The controversial education funding package House Bill 57 got the veto pen treatment on Monday, the last day the governor had to axe the $183 million annual expenditure.

The bill would have increased the Base Student Allocation funding by $700 per student and had other provisions. But the funding was the main aspect of the bill that was transmitted to Gov. Mike Dunleavy on May 1.

“Today I vetoed the education funding bill HB 57 because it lacked sufficient education policy reform necessary to improve student outcomes,” Dunleavy said in a video that he released in the early afternoon.

The Legislature is likely to go into an hastily-called joint session to attempt to override the bill before the May 21 constitutional deadline for adjournment.

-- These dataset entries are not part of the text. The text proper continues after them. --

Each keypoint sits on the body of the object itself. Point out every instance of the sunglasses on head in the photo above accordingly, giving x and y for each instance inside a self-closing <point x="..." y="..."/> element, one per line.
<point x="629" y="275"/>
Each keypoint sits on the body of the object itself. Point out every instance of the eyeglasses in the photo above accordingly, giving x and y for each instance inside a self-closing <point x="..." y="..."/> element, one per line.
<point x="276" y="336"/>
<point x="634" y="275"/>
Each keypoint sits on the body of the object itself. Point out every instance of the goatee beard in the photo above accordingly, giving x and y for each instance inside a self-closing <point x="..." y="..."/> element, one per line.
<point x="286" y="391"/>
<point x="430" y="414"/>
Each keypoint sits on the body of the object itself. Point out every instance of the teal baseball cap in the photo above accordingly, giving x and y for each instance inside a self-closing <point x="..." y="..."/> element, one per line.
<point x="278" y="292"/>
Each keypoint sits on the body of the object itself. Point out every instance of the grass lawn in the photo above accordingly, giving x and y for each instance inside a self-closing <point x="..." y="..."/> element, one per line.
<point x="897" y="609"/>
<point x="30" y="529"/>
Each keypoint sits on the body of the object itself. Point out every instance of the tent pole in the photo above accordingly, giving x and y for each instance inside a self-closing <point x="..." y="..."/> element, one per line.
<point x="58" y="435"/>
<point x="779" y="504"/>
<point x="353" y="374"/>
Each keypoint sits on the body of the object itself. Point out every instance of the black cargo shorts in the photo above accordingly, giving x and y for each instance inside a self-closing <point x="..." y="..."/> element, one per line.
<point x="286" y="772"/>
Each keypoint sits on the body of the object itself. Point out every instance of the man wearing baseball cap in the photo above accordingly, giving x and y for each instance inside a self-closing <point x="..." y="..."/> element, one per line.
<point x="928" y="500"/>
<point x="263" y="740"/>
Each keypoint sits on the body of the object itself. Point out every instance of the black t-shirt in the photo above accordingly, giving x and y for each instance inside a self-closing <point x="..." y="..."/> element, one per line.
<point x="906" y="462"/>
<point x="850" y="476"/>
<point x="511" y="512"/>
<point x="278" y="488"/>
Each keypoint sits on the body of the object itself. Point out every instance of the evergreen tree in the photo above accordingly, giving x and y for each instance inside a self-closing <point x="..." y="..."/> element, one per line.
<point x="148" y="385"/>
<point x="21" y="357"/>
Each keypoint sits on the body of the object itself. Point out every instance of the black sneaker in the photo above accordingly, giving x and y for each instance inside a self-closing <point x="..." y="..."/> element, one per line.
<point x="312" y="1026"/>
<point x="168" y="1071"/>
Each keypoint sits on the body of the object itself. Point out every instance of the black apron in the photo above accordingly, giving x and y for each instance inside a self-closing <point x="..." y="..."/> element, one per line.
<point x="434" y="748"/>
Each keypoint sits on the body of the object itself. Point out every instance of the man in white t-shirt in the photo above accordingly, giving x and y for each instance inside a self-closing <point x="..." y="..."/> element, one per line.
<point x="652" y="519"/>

Earlier this session, Dunleavy vetoed another education package, House Bill 69, for similar reasons, and the House and Senate failed to override his veto.

The liberal members running the Legislature then took parts of HB 69 and shoved it into a different education bill, HB 57, to try to permanently boost education spending.

8 COMMENTS

  1. The educators I work with also don’t like this bill. But then, the educators I work with really care about education. I suggest their unions start caring about the hard workers in education as well.

  2. It’s good that the District 27 and District 28 Republican Committees have both passed resolutions calling for the veto of HB57 (and that the veto be upheld).